Inside the store, you could hear the coolers humming. No signs of life. But Tildy remembered seeing a car outside, an army surplus Jeep. She called out.

“Back here,” a childlike voice came back.

She was clicking away with a price gun in the beverage section. Pleated brown wattles hung from her neck and pebbled growths ran down the flanks of her huge nose and across her cheekbones. Her chin seemed boneless, a slack bag like the dress she wore. She had frozen orange juice cans in her hair for curlers.

“Liddie.” Tildy waved. “I’m just gonna grab a couple six-packs of Gatortail and leave them up front while I get my other stuff together.”

“Call when you need me.”

M.J. stole a backward look, spoke furtively, as though her teeth had locked. “You know that beast?”

“Lydia Estes,” Tildy said at normal volume. “Used to be Rhino Girl at the Ripley’s Believe It Or Not Museum in St. Pete. She’s retired now.”

“Yeah, right. There’s a call I have to make.” Flora retreated, fluffing her hair. “I’ll meet you out by the booth.”

Tildy grabbed a red plastic basket from the stack and started filling it at random with the first can or box her hand would fall on. Plums in heavy syrup. Instant spaghetti sauce.

“Here. We don’t look to freeload.” M.J. palmed her a greasy twenty. “I’ll be outside.”
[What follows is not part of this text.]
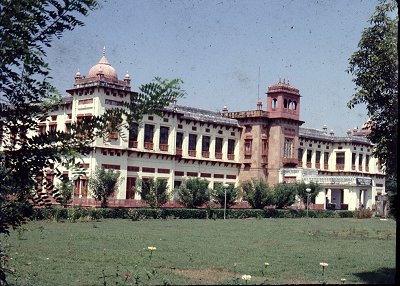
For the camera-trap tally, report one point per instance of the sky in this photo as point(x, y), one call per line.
point(227, 52)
Tildy nodded expressionlessly and picked up a carton of cigarettes for herself. They’re afraid of Lydia, she thought; couldn’t bear standing near her while she rang everything up. Flora wasn’t really calling anyone.

But they were both coming out of the phone booth when Tildy looked through the window. And as she started the car, revved it to keep from stalling, backed out, there wasn’t the slightest chatter from either one. Sunlight glared on the tin Bunny Bread sign over R.C.’s door.